Ele respira fundo, olhando atentamente o corte, e em seguida, para mim, com uma cara de quem tem más notícias.
— O que foi? — Questiono, começando a me sentir tensa.
— Precisamos tirar esse vidro daí. Agora.
Sinto um calafrio percorrer minha espinha, me lembrando da dor horrível que senti da última vez que tentei fazer isso. Olho para o corte mais uma vez, sob a luz da lanterna. Não pareço ter muita escolha, já que o sangue ao redor do vidro parece estar se tornando mais espesso e grudento. Fecho os olhos e assinto, ciente de que vou me arrepender.
Noah entrega o celular para Cassie, para que ela ilumine seu campo de vista, e ela se aproxima, receosa.
— Isso pode doer. — Alerta, mas já estou ciente. — Tente não contrair a perna.
Ele tira a jaqueta e a utiliza para envolver o grosso pedaço de vidro em suas mãos enquanto tenta puxá-lo lentamente, o que é pior. Quando se dá conta disso, respira fundo e o retira rapidamente, com um só puxão.
Praguejo e grito de dor, apesar do movimento ter sido rápido, e Cassie faz uma careta, como se tivesse sido pega de surpresa. Sarah contribui com o momento se mantendo distante. Imediatamente, minha perna volta a sangrar com a mesma intensidade de antes, o que me preocupa. Me esqueço de como respirar por um instante, enquanto uma dor dilacerante se espalha por toda a minha coxa.
Ele analisa o pedaço ensanguentado de vidro para ter certeza de que não se partiu dentro da minha perna, e o deixa de lado, aliviado ao concluir que não.
— Ah, meu Deus, ela está sangrando mais! Está perdendo muito sangue! — Cassie exclama, eufórica, assim que seus olhos descem até o corte em minha coxa. Por um segundo, tenho impressão de que ela vai vomitar e tenho o impulso de inclinar o corpo para trás, assustada. — O que faremos agora? — Ela questiona, esperando que Noah tenha um plano.
Ele suspira.
— Precisamos cuidar disso o mais rápido possível. — Noah fala, tentando manter a calma, mas consigo ouvir a urgência em sua voz.
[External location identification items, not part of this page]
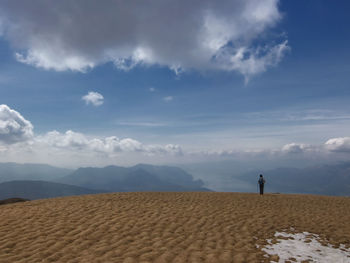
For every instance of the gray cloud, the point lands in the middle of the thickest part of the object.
(13, 126)
(197, 34)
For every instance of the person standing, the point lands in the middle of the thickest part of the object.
(261, 183)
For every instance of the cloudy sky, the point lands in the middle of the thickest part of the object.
(120, 82)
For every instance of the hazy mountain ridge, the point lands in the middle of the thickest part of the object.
(28, 171)
(137, 178)
(40, 189)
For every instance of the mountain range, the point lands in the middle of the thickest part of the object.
(35, 181)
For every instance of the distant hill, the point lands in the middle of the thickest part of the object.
(16, 171)
(40, 189)
(322, 179)
(13, 200)
(137, 178)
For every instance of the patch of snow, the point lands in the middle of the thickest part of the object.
(305, 246)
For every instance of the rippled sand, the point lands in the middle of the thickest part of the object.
(164, 227)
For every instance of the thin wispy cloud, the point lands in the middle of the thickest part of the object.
(168, 98)
(93, 98)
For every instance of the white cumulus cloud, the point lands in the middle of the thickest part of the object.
(93, 98)
(77, 35)
(341, 144)
(13, 126)
(74, 141)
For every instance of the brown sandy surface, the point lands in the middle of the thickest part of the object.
(164, 227)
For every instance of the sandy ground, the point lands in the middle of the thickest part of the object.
(164, 227)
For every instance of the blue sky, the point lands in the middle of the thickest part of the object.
(169, 94)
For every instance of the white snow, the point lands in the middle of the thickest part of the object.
(305, 246)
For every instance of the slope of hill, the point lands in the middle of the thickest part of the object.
(40, 189)
(322, 179)
(174, 227)
(16, 171)
(137, 178)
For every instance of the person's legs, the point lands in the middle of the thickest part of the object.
(261, 189)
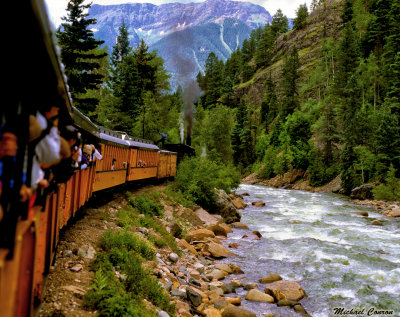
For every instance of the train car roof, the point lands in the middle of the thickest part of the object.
(84, 122)
(106, 138)
(51, 68)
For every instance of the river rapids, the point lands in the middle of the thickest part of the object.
(317, 240)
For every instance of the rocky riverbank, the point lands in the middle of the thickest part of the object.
(298, 180)
(196, 281)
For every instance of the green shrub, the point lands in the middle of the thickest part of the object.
(197, 177)
(128, 240)
(128, 217)
(146, 205)
(390, 190)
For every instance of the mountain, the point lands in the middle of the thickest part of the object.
(182, 32)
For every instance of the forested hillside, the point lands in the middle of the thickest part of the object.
(322, 98)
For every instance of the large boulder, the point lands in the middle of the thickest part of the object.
(217, 250)
(235, 311)
(223, 206)
(273, 277)
(199, 235)
(206, 218)
(362, 192)
(289, 290)
(256, 295)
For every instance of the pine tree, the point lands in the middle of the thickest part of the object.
(269, 106)
(264, 48)
(300, 21)
(279, 24)
(80, 55)
(121, 47)
(289, 85)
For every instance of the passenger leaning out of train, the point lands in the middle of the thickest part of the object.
(63, 171)
(96, 153)
(47, 144)
(86, 156)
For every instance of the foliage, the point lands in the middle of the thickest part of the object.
(81, 55)
(390, 189)
(198, 177)
(129, 241)
(300, 21)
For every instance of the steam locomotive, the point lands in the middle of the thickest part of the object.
(30, 221)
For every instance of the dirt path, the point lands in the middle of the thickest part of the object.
(70, 275)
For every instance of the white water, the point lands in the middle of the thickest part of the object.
(316, 239)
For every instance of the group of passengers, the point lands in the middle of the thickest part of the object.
(52, 155)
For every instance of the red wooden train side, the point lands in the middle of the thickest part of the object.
(27, 253)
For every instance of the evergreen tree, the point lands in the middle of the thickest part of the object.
(279, 24)
(264, 48)
(391, 53)
(269, 106)
(347, 15)
(80, 55)
(289, 85)
(121, 47)
(213, 80)
(300, 21)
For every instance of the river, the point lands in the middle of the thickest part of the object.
(318, 241)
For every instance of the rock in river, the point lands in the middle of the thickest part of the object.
(289, 290)
(256, 295)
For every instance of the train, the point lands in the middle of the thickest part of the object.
(31, 221)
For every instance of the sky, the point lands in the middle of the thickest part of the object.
(56, 8)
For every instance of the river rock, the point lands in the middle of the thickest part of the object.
(212, 312)
(290, 290)
(199, 234)
(233, 300)
(216, 275)
(255, 235)
(299, 309)
(185, 245)
(76, 268)
(206, 217)
(188, 214)
(235, 311)
(236, 269)
(180, 293)
(223, 206)
(249, 286)
(224, 267)
(217, 250)
(362, 192)
(239, 225)
(218, 230)
(258, 203)
(286, 302)
(361, 213)
(256, 295)
(238, 203)
(270, 278)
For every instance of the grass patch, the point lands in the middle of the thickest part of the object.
(112, 296)
(130, 241)
(129, 217)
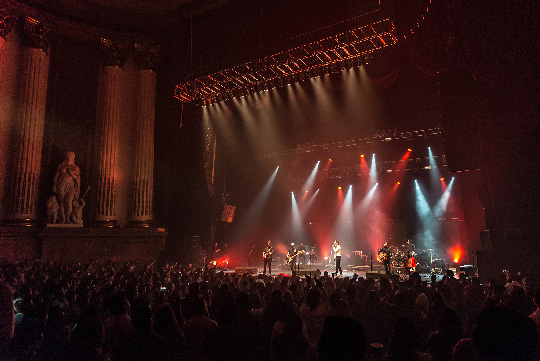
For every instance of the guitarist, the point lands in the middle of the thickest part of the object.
(336, 248)
(386, 254)
(291, 258)
(267, 257)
Tento argumentar que não posso ir até o hospital, porque provavelmente ligariam para os meus pais. Tento dizer que precisaria ao menos de um acompanhante adulto, mas assim que abro a boca para falar, meus sentidos começam a desaparecer.
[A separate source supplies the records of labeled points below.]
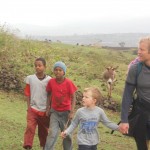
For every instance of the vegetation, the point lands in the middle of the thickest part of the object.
(85, 67)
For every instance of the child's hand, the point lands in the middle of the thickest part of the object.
(63, 134)
(71, 114)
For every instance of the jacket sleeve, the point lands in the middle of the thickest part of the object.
(126, 101)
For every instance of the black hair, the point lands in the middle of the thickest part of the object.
(42, 60)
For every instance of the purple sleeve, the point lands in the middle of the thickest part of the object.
(126, 101)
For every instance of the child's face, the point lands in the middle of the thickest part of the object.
(59, 73)
(88, 100)
(39, 66)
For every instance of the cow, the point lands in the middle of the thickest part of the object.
(109, 78)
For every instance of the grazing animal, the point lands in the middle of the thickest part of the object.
(109, 78)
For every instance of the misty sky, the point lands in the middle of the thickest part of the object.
(76, 16)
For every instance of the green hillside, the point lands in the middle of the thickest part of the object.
(85, 67)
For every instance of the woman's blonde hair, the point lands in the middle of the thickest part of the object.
(96, 94)
(146, 39)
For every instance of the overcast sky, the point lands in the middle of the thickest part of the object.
(76, 16)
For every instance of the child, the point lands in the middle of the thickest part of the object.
(62, 103)
(88, 118)
(35, 91)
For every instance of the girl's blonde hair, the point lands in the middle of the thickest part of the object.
(146, 39)
(96, 94)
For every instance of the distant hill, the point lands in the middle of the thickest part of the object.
(112, 40)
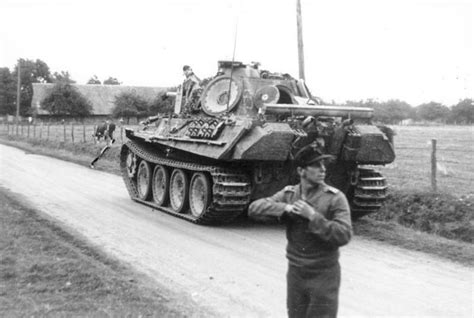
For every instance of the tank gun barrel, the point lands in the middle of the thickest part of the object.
(320, 110)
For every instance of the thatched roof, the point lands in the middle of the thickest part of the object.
(101, 96)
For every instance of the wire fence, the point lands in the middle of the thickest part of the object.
(59, 132)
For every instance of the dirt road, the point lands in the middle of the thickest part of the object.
(237, 270)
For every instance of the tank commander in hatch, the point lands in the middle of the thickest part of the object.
(318, 222)
(191, 90)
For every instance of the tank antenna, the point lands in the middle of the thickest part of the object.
(232, 65)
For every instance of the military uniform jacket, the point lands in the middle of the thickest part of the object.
(312, 243)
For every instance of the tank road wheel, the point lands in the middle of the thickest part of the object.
(200, 194)
(144, 177)
(131, 164)
(179, 190)
(161, 185)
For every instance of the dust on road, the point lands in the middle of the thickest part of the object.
(237, 270)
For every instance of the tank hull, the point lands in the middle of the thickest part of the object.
(236, 142)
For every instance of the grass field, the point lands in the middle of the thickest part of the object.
(47, 272)
(412, 166)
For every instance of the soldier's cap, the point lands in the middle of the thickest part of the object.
(309, 155)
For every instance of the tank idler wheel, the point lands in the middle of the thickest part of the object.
(144, 177)
(161, 185)
(199, 194)
(179, 190)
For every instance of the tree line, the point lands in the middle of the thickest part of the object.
(395, 111)
(66, 100)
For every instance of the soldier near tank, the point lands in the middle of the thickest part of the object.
(191, 90)
(106, 131)
(318, 222)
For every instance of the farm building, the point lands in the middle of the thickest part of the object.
(101, 96)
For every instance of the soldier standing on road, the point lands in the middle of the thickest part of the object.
(318, 222)
(105, 130)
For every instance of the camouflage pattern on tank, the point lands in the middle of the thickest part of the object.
(231, 140)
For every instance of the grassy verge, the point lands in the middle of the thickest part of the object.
(438, 224)
(45, 271)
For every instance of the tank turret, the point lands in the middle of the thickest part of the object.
(232, 138)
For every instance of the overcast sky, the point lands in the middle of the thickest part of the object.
(414, 50)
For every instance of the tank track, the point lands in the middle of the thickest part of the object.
(231, 188)
(369, 194)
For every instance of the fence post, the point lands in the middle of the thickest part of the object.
(433, 165)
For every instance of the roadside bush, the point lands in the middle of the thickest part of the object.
(437, 213)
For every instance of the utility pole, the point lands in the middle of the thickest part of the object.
(18, 90)
(299, 24)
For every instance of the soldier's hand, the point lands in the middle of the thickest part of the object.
(303, 209)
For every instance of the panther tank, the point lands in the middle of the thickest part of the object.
(232, 140)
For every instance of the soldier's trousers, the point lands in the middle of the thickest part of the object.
(313, 293)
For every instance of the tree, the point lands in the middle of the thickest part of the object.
(93, 81)
(161, 104)
(63, 77)
(112, 81)
(432, 111)
(65, 99)
(30, 72)
(463, 112)
(7, 92)
(130, 105)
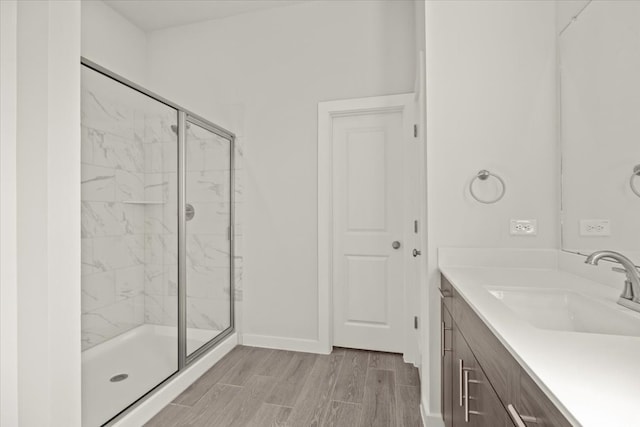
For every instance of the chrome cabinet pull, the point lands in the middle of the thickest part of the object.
(460, 380)
(461, 371)
(442, 337)
(520, 420)
(444, 293)
(467, 411)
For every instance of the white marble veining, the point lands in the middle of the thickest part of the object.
(129, 251)
(591, 377)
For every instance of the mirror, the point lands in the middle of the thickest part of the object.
(599, 59)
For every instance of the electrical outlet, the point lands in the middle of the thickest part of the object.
(524, 227)
(595, 227)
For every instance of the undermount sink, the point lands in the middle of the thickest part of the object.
(564, 310)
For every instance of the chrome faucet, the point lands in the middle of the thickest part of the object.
(630, 296)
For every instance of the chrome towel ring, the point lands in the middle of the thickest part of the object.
(632, 181)
(483, 175)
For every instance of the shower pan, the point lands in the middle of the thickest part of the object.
(157, 241)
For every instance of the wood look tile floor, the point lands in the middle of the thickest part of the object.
(260, 387)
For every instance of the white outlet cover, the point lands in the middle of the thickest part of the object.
(523, 227)
(595, 227)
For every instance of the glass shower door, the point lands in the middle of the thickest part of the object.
(129, 227)
(208, 230)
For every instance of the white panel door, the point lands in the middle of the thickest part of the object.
(368, 281)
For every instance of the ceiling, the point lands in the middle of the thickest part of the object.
(150, 15)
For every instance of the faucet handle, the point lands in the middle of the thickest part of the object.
(620, 270)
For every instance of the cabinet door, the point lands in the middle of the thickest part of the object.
(533, 408)
(481, 406)
(446, 352)
(463, 360)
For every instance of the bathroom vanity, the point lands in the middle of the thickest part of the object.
(482, 384)
(535, 338)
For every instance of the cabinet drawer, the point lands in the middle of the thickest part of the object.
(485, 406)
(496, 362)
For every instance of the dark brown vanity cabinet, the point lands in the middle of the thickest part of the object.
(482, 384)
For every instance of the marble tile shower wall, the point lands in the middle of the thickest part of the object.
(208, 271)
(129, 250)
(113, 239)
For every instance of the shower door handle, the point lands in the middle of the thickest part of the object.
(189, 212)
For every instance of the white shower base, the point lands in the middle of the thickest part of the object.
(148, 354)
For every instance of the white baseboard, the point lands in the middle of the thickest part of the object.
(163, 396)
(284, 343)
(430, 420)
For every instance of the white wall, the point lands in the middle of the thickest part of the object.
(40, 119)
(110, 40)
(490, 104)
(600, 96)
(8, 243)
(275, 66)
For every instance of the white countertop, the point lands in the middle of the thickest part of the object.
(593, 379)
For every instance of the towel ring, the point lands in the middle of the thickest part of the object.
(484, 174)
(636, 172)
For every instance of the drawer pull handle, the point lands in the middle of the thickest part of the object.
(461, 374)
(467, 398)
(442, 331)
(520, 420)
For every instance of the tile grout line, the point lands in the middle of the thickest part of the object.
(218, 382)
(364, 392)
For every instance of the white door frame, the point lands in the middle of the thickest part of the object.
(404, 103)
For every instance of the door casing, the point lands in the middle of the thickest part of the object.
(405, 103)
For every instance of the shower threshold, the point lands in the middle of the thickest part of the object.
(140, 358)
Meu corpo balança para lá e para cá, como uma árvore de troncos finos esperando por uma tempestade. Quando isso acontece, Noah me segura pelo ombro, porque o medo de que eu caia se torna cada vez mais real. Em determinado momento, me inclino tanto que Cassie, me observando de frente, se aproxima, segura meu queixo e levanta meu rosto de várias formas, me analisando com os olhos apertados, e diz algo que soa abafado, mas que só consigo identificar como "Ela não parece muito bem, devia comer alguma coisa".
Noah suspira, nervoso.
Sarah dá algumas voltas diante de mim, mas se mantém afastada. Sinto que não consigo processar nada do que está acontecendo com clareza e começo a me sentir irritada. De certa forma, me sinto indefesa. É como se eu estivesse sob o efeito de drogas que não escolhi ingerir, e de repente sinto uma preocupação real a respeito disso.
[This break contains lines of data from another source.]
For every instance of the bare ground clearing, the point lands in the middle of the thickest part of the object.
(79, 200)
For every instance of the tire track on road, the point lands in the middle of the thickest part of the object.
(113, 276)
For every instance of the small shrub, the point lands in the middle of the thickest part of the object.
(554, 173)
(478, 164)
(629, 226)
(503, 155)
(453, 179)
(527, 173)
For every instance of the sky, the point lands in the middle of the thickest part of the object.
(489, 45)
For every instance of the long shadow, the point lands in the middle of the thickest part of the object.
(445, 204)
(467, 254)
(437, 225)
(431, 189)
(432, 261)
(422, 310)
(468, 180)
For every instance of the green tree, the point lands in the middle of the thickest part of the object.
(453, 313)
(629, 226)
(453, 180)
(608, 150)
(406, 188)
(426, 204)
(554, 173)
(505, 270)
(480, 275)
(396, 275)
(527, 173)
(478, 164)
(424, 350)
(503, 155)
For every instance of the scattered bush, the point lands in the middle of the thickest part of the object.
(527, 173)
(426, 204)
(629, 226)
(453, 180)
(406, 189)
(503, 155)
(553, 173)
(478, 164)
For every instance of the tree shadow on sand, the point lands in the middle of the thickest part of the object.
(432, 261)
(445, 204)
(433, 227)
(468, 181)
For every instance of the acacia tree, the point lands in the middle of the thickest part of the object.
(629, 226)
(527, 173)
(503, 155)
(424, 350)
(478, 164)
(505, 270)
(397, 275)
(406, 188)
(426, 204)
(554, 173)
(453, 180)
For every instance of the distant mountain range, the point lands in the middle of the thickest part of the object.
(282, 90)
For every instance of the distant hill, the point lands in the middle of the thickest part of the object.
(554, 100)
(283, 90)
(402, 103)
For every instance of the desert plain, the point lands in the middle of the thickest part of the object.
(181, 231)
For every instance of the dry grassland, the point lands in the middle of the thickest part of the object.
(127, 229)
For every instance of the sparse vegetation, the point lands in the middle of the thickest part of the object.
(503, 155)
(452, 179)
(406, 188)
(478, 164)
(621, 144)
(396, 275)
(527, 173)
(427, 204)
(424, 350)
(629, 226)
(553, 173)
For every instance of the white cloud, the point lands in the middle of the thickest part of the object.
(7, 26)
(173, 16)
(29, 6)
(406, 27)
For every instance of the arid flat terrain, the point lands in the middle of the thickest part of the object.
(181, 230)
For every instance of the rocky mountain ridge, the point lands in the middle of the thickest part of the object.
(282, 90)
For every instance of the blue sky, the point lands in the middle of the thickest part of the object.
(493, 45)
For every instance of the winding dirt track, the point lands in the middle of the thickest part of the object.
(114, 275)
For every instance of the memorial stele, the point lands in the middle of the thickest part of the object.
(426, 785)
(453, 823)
Meu corpo trabalha como uma máquina velha, processando tudo com a maior lentidão possível. Tudo em mim dói: o corte profundo em minha coxa, meus pulmões, minha cabeça, meus olhos e meu estômago gritam por socorro, como se estivessem tentando saltar para fora de mim. Por fim, minha visão escurece, e nem tenho tempo de processar o que vem a seguir. "Ah meu Deus, ah meu Deus, ah meu Deus!", ouço uma de minhas amigas exclamar freneticamente enquanto meu corpo desmonta para trás e minha cabeça bate com força contra a madeira do chão da varanda, antes de desligar por completo.